NMR has been used for more than 50 years as an analytical tool. It was formulated in 1946 by F. Bloch and E. Purcell, with the 1952 Nobel Prize in Physics going to them for their work. Over the past two decades, NMR has been developed to produce detailed images in a process now called magnetic resonance imaging (MRI), a name coined to avoid the use of the word “nuclear” and the concomitant implication that nuclear radiation is involved. (It is not.) The 2003 Nobel Prize in Medicine went to P. Lauterbur and P. Mansfield for their work with MRI applications.

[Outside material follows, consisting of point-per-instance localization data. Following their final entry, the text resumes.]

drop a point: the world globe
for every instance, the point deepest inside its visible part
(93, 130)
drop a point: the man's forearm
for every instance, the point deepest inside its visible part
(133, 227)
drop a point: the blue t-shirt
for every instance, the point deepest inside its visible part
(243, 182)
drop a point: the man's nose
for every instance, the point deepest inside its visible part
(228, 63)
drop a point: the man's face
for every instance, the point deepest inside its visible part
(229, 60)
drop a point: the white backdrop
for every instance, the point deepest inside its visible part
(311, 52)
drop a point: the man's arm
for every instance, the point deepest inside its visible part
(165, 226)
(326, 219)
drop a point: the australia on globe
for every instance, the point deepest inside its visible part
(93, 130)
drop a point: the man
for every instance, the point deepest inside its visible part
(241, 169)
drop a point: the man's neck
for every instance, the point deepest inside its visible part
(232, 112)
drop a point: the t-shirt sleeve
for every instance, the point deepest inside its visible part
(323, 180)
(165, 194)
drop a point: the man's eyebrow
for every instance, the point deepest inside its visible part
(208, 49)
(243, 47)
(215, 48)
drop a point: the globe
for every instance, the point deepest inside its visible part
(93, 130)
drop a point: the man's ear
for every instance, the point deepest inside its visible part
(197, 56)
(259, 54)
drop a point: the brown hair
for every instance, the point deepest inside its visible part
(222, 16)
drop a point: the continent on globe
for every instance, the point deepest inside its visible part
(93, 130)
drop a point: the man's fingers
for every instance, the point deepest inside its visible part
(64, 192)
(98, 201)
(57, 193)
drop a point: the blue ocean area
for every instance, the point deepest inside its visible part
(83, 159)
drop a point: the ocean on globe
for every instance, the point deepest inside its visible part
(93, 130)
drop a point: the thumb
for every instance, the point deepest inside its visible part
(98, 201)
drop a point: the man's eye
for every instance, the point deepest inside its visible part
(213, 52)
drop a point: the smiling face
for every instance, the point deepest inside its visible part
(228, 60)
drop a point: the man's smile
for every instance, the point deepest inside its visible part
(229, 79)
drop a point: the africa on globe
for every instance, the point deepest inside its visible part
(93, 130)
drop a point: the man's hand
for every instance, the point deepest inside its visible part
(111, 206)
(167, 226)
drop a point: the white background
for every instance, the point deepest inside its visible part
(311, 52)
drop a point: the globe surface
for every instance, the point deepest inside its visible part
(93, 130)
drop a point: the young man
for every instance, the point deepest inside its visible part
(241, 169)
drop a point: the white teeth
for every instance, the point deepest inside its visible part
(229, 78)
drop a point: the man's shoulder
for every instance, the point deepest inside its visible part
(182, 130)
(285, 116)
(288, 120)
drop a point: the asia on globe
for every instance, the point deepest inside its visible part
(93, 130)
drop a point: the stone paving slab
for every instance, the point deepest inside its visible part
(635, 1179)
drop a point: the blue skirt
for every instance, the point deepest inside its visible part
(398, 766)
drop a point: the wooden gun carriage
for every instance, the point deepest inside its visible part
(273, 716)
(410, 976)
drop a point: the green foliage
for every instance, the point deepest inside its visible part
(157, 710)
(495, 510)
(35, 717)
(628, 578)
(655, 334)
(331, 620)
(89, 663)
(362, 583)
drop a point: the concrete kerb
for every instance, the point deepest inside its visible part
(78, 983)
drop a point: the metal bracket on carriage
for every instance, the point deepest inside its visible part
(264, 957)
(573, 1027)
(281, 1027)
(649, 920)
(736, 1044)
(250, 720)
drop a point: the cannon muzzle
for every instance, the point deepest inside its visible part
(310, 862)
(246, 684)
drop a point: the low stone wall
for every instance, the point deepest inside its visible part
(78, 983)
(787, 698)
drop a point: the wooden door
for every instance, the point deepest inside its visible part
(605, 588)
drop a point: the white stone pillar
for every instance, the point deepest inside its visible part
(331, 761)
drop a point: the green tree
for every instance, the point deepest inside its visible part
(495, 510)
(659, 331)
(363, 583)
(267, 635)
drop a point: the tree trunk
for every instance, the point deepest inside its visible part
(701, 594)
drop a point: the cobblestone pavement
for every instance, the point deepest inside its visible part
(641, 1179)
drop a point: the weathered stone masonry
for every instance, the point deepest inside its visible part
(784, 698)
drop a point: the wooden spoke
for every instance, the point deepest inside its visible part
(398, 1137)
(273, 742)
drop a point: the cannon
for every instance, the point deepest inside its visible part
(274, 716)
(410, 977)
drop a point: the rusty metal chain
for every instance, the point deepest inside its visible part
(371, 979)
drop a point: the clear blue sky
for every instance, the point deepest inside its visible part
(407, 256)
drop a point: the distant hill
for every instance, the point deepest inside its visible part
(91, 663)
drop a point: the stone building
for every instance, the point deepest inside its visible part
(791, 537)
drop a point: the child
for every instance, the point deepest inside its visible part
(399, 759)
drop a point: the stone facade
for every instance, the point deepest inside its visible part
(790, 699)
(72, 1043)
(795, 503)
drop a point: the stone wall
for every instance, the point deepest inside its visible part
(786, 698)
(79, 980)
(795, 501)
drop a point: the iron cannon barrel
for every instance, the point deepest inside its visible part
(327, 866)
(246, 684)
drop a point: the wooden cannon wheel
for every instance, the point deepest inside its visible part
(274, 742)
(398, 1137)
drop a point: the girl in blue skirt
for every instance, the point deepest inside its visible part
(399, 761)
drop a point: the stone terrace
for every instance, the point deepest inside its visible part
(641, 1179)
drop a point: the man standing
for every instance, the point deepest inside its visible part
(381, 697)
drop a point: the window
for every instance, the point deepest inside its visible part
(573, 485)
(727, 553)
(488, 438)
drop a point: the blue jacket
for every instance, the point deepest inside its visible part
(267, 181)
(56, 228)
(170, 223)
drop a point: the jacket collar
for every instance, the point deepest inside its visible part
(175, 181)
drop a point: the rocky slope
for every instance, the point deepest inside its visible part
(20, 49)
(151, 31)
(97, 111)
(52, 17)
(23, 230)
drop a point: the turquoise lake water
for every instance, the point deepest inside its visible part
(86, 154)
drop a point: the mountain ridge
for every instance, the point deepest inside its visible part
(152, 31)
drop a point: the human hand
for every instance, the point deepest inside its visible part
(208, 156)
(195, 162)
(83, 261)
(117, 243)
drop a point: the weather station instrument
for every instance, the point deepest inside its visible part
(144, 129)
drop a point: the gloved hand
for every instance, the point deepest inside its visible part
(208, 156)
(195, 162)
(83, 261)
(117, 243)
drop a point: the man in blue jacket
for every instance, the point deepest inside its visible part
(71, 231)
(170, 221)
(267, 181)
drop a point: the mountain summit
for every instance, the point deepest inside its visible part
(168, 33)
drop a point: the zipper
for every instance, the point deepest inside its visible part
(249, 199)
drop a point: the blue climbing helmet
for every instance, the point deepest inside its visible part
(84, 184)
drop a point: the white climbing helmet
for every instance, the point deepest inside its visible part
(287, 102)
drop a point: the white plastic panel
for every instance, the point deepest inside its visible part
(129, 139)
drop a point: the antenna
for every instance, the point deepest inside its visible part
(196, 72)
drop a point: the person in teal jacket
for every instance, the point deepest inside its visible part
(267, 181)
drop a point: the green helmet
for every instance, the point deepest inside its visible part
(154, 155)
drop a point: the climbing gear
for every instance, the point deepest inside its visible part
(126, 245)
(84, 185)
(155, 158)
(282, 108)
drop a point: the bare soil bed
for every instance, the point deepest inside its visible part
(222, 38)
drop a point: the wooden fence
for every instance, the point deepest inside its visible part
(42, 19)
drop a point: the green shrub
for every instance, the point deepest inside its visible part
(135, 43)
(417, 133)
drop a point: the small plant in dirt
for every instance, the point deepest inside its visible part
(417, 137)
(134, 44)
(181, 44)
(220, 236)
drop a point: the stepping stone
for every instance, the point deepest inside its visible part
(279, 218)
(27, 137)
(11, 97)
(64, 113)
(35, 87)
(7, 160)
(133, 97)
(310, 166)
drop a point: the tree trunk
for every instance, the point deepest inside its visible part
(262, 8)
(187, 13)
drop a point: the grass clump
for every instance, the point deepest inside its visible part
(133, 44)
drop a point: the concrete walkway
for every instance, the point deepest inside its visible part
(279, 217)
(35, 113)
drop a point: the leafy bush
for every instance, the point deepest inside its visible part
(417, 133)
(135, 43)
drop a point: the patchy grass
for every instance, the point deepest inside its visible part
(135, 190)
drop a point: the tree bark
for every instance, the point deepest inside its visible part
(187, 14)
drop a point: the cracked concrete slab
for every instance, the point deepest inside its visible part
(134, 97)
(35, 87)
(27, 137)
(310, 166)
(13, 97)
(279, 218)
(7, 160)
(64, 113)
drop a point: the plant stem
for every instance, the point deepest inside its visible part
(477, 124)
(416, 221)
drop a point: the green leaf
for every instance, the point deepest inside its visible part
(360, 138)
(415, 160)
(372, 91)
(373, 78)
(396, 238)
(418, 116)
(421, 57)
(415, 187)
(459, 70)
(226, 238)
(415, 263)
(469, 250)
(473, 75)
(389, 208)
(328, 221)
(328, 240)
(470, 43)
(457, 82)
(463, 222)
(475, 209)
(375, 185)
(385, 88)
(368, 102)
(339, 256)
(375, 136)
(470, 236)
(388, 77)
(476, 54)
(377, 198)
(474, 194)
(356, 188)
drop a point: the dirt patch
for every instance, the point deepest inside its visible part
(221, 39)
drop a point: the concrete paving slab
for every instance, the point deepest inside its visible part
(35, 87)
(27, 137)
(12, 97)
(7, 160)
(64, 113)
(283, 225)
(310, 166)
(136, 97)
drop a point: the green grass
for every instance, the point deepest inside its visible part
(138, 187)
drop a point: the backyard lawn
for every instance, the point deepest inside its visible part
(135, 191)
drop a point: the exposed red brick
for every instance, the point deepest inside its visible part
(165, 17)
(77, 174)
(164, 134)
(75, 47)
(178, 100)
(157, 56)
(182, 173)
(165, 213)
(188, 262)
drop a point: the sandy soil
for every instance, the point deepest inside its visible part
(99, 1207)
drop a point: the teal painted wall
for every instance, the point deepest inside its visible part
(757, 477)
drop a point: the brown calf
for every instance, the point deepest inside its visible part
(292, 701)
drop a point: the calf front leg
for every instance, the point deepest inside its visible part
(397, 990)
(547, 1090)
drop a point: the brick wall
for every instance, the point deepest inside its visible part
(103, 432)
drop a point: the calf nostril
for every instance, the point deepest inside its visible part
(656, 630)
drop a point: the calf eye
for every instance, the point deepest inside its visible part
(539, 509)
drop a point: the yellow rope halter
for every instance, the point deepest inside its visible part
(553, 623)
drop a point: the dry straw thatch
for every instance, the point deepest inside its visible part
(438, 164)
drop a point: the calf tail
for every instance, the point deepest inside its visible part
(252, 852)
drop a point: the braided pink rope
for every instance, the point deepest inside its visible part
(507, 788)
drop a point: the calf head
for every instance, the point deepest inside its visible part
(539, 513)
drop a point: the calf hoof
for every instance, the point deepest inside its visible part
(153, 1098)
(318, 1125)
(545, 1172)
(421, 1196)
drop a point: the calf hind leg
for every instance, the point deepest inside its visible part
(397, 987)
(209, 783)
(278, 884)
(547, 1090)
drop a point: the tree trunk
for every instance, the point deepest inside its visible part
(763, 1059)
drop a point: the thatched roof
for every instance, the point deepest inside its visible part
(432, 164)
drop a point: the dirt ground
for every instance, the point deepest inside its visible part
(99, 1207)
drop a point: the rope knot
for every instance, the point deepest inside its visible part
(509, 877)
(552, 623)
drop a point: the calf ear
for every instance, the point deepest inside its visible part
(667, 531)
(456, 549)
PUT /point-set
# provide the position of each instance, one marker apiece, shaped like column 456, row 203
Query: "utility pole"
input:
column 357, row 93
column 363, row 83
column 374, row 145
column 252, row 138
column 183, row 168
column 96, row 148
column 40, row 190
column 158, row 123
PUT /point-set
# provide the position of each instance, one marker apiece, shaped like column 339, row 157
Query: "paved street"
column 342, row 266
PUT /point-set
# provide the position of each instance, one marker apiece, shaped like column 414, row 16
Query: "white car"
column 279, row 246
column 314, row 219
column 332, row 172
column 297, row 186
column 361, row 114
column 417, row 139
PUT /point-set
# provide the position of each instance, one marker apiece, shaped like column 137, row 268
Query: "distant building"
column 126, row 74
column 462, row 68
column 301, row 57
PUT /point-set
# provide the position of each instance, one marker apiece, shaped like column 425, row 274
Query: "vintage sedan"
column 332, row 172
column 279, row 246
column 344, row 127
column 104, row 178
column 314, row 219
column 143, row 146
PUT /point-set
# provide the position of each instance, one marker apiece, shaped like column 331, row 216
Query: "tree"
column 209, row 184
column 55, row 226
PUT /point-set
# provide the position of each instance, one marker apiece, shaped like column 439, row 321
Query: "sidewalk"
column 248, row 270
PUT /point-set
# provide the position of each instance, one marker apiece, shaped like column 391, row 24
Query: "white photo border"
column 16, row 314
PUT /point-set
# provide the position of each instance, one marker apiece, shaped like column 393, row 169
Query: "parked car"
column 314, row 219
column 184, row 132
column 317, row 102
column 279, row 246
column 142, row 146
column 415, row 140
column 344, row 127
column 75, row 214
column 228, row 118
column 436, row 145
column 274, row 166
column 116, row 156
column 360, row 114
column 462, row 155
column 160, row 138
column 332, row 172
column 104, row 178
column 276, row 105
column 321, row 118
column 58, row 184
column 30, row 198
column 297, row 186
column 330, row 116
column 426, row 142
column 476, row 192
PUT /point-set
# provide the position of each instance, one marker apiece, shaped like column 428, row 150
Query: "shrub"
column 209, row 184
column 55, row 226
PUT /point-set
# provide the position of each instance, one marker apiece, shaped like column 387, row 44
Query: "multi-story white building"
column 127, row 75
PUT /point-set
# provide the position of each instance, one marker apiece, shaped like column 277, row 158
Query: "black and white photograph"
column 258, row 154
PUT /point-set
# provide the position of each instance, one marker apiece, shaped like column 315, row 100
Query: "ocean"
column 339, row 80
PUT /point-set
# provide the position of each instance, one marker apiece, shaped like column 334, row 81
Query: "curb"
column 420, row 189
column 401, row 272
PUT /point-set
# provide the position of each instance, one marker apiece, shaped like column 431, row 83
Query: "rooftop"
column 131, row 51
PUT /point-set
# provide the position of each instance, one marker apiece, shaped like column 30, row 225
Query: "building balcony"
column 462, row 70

The largest part of the MRI unit is a superconducting magnet that creates a magnetic field, typically between 1 and 2 T in strength, over a relatively large volume. MRI images can be both highly detailed and informative about structures and organ functions. It is helpful that normal and non-normal tissues respond differently for slight changes in the magnetic field. In most medical images, the protons that are hydrogen nuclei are imaged. (About 2/3 of the atoms in the body are hydrogen.) Their location and density give a variety of medically useful information, such as organ function, the condition of tissue (as in the brain), and the shape of structures, such as vertebral disks and knee-joint surfaces. MRI can also be used to follow the movement of certain ions across membranes, yielding information on active transport, osmosis, dialysis, and other phenomena. With excellent spatial resolution, MRI can provide information about tumors, strokes, shoulder injuries, infections, etc.